Maintaining a module on npm can be a little daunting. For modules with lots of dependencies, the task of keeping them up-to-date can be time consuming. These two handy modules are must-haves for making the process quick and easy, install them globally to get the best effect:
npm install -g nsp
The node security project maintains a database of security vulnerabilities in modules on npm. The
nsp module will audit your package.json (or npm-shrinkwrap.json) file to check if any of your current dependencies have known vulnerabilities.
Vulnerabilities tend to get patched up pretty quick. Knowing about them gives you the choice to upgrade, or find an alternative dependency to keep your code secure.
npm install -g npm-check
This is the missing module for maintainers.

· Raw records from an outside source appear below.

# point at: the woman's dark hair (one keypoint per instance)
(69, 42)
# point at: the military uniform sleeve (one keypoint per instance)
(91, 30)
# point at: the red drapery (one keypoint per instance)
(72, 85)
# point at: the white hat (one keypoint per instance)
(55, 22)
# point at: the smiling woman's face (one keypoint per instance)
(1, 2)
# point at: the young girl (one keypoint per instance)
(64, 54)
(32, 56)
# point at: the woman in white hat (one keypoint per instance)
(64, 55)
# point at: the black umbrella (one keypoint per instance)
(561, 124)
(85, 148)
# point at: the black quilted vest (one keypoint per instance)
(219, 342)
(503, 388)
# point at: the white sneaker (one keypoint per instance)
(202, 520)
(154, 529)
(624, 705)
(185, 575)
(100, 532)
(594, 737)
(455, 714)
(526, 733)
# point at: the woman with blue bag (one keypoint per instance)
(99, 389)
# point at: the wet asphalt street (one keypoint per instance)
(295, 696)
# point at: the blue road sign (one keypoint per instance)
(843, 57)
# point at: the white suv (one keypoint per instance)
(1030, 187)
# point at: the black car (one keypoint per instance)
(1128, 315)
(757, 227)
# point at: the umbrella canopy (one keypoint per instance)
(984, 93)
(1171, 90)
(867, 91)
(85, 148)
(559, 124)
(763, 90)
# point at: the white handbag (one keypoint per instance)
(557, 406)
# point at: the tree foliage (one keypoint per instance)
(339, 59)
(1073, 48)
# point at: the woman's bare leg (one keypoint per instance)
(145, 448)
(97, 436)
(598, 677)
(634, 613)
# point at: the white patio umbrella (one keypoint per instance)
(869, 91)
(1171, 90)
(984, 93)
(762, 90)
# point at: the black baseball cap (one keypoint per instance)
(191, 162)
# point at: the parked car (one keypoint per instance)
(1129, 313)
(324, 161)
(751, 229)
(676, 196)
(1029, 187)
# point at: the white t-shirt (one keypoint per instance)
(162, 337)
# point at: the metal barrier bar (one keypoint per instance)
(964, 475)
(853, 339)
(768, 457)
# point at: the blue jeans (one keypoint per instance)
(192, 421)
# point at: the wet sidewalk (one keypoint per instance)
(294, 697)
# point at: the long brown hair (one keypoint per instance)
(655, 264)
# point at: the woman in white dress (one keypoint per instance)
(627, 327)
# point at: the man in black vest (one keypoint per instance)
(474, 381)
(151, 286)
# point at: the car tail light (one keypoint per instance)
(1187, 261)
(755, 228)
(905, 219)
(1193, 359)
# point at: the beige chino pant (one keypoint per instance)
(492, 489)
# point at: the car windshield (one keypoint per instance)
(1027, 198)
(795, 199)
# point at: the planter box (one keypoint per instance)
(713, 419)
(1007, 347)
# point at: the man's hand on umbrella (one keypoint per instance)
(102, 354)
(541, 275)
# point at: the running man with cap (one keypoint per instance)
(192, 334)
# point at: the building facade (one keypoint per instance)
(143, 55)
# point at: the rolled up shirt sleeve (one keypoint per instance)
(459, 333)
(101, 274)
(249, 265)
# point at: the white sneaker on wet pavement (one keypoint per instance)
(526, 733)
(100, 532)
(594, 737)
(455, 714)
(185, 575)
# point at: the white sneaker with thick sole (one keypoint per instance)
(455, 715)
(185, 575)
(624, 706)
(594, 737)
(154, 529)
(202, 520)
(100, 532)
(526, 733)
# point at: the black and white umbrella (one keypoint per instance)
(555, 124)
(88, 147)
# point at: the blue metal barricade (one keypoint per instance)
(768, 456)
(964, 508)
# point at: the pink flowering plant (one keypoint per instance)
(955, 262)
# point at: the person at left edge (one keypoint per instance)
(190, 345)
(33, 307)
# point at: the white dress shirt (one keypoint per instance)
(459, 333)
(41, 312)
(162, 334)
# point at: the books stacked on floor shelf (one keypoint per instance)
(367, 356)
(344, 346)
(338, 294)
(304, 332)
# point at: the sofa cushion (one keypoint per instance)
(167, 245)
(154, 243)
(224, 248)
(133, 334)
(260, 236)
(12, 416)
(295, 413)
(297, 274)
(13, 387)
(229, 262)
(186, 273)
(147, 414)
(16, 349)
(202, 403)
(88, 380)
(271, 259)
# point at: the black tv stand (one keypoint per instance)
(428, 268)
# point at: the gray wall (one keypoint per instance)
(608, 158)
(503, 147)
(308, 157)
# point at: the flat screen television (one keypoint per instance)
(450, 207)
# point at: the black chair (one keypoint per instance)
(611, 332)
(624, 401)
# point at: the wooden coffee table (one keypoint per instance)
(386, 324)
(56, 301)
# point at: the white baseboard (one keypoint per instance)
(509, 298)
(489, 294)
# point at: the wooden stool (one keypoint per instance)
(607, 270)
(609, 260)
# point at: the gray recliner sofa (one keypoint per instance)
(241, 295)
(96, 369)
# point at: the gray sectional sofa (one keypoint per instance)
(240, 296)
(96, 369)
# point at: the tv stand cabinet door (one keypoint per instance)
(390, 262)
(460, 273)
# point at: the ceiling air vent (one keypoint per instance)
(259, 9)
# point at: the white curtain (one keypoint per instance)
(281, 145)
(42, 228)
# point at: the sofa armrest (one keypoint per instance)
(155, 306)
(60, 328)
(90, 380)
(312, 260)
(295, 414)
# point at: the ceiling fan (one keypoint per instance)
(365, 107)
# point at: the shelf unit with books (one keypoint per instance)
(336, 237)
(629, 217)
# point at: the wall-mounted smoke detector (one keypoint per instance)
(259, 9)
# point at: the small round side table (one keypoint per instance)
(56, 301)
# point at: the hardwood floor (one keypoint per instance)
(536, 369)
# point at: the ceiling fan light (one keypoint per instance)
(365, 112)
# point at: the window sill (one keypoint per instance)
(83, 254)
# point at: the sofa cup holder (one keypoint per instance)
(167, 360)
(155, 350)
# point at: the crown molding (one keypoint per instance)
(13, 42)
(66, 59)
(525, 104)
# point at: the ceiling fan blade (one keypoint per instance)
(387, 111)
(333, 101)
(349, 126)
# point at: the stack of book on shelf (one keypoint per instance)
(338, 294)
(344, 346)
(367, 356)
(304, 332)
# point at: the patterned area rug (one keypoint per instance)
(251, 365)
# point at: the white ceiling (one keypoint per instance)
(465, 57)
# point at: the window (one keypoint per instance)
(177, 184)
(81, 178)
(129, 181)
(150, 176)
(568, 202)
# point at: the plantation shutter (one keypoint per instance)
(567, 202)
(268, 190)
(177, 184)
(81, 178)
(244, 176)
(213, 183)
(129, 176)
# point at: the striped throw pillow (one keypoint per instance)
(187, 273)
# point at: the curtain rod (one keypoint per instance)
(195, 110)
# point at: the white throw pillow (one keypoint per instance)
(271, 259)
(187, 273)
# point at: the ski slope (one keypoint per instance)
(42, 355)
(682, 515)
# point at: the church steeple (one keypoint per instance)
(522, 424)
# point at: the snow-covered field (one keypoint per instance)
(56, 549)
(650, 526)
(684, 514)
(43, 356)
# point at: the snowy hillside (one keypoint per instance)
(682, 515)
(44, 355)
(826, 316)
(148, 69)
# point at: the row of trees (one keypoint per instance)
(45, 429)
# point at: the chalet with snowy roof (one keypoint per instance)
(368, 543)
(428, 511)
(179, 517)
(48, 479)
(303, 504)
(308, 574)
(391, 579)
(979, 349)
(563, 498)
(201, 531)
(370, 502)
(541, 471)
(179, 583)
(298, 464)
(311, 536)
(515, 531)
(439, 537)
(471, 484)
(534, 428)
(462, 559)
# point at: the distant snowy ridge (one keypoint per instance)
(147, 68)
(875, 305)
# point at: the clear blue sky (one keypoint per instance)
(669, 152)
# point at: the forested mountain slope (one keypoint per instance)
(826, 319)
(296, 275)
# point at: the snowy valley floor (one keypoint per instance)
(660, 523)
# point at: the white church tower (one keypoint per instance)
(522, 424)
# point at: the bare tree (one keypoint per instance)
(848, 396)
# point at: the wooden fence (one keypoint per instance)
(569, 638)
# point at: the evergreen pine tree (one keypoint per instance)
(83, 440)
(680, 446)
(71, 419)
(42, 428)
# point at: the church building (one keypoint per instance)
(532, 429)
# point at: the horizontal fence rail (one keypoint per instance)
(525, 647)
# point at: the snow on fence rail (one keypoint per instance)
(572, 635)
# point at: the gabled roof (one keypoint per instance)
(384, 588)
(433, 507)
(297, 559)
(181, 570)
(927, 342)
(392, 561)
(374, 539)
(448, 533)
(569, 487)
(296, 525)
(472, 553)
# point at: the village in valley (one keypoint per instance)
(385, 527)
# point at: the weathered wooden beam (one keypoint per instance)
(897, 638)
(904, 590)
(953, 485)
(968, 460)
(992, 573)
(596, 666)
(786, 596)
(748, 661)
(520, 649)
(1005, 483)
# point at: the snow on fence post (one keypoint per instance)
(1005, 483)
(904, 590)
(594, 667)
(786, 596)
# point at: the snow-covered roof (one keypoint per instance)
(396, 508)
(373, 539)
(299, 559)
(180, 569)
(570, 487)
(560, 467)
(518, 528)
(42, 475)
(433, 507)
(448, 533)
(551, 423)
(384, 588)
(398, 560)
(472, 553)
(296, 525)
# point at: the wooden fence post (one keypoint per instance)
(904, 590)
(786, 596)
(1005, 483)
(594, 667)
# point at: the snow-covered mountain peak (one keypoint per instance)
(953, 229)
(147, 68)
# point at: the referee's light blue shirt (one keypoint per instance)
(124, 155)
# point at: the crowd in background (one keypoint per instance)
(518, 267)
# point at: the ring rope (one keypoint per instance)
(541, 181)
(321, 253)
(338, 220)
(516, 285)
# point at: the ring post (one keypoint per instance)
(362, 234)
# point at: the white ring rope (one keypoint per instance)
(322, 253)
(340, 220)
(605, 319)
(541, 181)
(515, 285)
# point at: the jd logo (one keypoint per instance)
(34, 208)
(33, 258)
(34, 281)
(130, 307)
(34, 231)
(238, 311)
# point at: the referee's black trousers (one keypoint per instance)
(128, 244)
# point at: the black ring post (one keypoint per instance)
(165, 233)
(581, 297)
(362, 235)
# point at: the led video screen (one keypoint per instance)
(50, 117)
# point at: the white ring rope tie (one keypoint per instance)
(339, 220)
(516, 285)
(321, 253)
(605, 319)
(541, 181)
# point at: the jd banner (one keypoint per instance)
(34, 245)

npm-check uses semver to output how far out-of-date your dependencies are, and also reports on modules that seem to be unused.
If you've reviewed your dependencies and decided it's time to do some updates you can run
npm-check -u to get an interactive upgrade experience! Mark the modules you want to upgrade with a space, then hit enter and npm-check will fix up your package.json, as well as run
npm install AND finally, it reminds you to run your test suite at the end. Pure awesome.
Back in February, I watched Dan Hough's talk on npm module maintenance best practice at LNUG. The talk was also distilled into a handy blog post. There were two key take-aways that I wanted to reiterate:
Don't overlook CONTRIBUTING.md
CONTRIBUTING.md file is a much under-used feature. It's the first thing I look for when I visit a new repo and usually I'm hunting for info on the project's preferred medium for questions, as every project is different. It's always worth taking two minutes to include one, even if it just says 'Please contribute'. It really helps to give new would-be-contributors like me confidence to get involved.
shrinkwrap for releases
The importance and usefulness of npm-shrinkwrap cannot be understated. I recently started shipping an
npm-shrinkwrap.json file with the released versions of Ghost, which helps to ensure everyone gets the same experience. Most importantly, it eliminates tricky bugs caused by dependencies getting accidental breaking changes.
Admittedly, we still don't use it in the master branch because managing the checked-in file is a bit clunky, especially with a fast-moving codebase. However, we'll likely review this as the project matures.